La naturalezza dei delitti umani
Alla natura non abbiamo saputo dare altro significato che quello di un meccanismo perfetto di cinismo e di spietatezza. Agli occhi dell’uomo non compare che l’agguato della belva, la fuga della preda, la regola spartana dell’uccellino caduto dal nido, o l’abbandono in segreto del piccolo nato storpio. Non abbiamo saputo fare altro che adeguare questo sistema di vite allo scarto necessario della morte. La fine dell’uomo si realizza col suo proposito di modellarsi in un luogo di perfezione dove la conoscenza dei canoni resta allo studio e alla custodia di pochi.
Dopo qualche millennio di storia, le balene continuano a spostarsi coi balenotteri in formazione, le orche a risparmiare e a ricondurre a largo le foche sopravvissute al massacro per la nutrizione, che mai avviene per oltrepassare la sazietà. I predatori iniziano la caccia solo quando la fame si fa sentire, così come ogni forma di vita risponde con prodigiosa innocenza, pure in quelle che appaiono come circostanze delittuose, a quelle che il sistema intellettivo dell’uomo definisce le regole per la sopravvivenza.
Nella sua infinita presunzione l’uomo ha preteso di imporre ad altri uomini l’ipotetica esistenza di un dio, di un’entità superiore regolatrice ed eterna, ignorando completamente l’habitat naturale in cui è nato e ha generato altri uomini. Dà del dio a chi crede sia come il suo dio e gerarchizza con grande crudeltà ogni specie di vita che non sia la sua. Dopo aver ultimato la colonizzazione della natura, l’uomo passa al dominio di altri uomini. In ogni altro luogo della natura dove vi sia la sua assenza assoluta questo non si verifica, se non per ossequio ignaro e incondizionato a un ordine definito gerarchia solo dall’uomo stesso, a causa del suo senso morale profondamente corrotto.
In natura non esiste forma di violazione che non sia la necessità. L’unica tragedia della natura è l’involontario. Nessuno può spiegare il mistero dell’involontario. Se Emil Cioran e William James hanno intravisto dell’eccesso nella natura, Francis Bacon ha detto che l’unico comando alla natura è la necessità di obbedirle. Gli animali nascono con questo senso della comprensione inconsapevole. Senza saperlo sono dei geniali obbedienti. C’è più genio nel mondo animale che in tutta la storia dell’uomo. Eppure, gli animali non hanno la storia. Di tutto quello che di meraviglioso l’uomo può ammirare in natura, egli non ha alcun merito. L’unico merito del genere umano è stato quello di aver trovato il modo per vivere da specie imperante laddove a niente è consentito di ergersi al di sopra di qualcosa. Invece l’uomo vive senza preoccupazione alcuna rispetto alla considerazione che la natura potrebbe avere della sua presenza. E forse non s’inganna, e se di inganno si tratta, è un inganno che gli serve a vivere serenamente.

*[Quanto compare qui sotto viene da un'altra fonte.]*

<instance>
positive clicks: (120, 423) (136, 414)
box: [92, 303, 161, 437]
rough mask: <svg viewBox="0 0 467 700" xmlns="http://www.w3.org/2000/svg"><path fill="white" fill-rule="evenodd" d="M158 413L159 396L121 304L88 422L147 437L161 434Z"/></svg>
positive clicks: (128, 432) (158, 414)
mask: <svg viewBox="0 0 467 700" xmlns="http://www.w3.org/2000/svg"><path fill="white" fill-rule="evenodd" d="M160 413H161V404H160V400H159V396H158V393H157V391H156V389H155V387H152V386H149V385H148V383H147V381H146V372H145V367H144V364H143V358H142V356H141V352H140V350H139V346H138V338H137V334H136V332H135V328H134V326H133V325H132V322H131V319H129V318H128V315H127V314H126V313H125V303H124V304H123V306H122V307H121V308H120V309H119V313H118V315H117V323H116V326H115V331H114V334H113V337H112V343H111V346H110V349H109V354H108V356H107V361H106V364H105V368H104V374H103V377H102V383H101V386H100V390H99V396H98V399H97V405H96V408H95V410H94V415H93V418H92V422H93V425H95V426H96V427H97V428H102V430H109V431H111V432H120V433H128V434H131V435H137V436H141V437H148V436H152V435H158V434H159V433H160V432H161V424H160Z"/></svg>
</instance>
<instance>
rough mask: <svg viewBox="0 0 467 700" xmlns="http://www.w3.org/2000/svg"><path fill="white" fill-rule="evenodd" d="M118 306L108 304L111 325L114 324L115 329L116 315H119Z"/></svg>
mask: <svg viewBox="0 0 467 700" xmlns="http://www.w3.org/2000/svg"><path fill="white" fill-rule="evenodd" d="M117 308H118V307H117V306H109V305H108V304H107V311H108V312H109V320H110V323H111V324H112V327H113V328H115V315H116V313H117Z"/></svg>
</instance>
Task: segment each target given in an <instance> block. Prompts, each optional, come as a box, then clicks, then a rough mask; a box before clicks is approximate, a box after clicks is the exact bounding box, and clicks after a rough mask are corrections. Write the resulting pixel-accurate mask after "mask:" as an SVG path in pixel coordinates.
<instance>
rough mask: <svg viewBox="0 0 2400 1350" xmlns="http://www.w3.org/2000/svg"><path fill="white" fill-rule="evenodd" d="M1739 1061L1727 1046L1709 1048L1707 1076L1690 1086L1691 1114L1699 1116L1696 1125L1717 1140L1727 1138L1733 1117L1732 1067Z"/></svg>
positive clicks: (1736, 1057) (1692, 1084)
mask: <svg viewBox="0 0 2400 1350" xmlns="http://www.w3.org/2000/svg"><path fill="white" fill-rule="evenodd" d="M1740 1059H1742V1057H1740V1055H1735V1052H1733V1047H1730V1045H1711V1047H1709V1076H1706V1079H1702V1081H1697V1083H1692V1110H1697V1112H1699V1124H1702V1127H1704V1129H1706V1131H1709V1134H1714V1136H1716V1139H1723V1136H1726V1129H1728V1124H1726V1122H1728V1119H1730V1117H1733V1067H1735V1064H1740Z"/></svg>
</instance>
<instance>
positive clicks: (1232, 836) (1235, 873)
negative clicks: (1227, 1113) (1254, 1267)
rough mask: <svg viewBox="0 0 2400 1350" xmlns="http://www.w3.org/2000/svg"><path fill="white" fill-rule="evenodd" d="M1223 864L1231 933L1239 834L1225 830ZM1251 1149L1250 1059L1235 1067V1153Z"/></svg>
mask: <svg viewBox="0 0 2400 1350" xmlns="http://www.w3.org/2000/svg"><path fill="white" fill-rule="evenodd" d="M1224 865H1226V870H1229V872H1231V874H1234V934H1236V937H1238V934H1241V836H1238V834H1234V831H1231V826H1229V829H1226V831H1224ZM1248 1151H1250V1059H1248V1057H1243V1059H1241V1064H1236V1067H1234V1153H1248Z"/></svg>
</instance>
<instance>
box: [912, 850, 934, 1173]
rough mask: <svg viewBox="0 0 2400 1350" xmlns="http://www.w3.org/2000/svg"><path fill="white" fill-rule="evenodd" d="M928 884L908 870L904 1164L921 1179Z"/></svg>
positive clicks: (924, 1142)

Nel Dialogo della Natura e di un islandese di Leopardi, la Natura dice: “Immaginavi tu forse che il mondo fosse fatto per causa vostra? Ora sappi che nelle fatture, negli ordini e nelle operazioni mie, sempre ebbi ed ho l’intenzione a tutt’altro che alla felicità degli uomini o all’infelicità. Quando io vi offendo in qualunque modo e con qual si sia mezzo, io non me ne avveggo, se non rarissime volte: come, ordinariamente, se io vi diletto o vi benefico, io non lo so; e non ho fatto, come credete voi, quelle tali cose, o non fo quelle tali azioni, per dilettarvi o giovarvi. E finalmente, se anche mi avvenisse di estinguere tutta la vostra specie, io non me ne avvedrei”. Del resto anche in Umano, troppo umano, Nietzsche scrive che “Ci troviamo così bene nella libera natura, perché essa non ha alcuna opinione su di noi”.
Adesso, sui numerosi casi di delitti che si apprendono dalle televisioni e dai giornali, sui grandi crimini, persino sulle stragi e sulle violazioni più atroci, quale ragione si vorrebbe trovare? L’essere umano non è un’occasione di sorprese, se non per la sua continua e miserevole ricerca di provarsi l’esistenza del suo dio. L’unico dio è la presenza dell’uomo, un alieno che non ha avuto neanche l’incomodo di dover sopravvivere alle selezioni naturali. Pare che nell’universo si parli molto male di lui.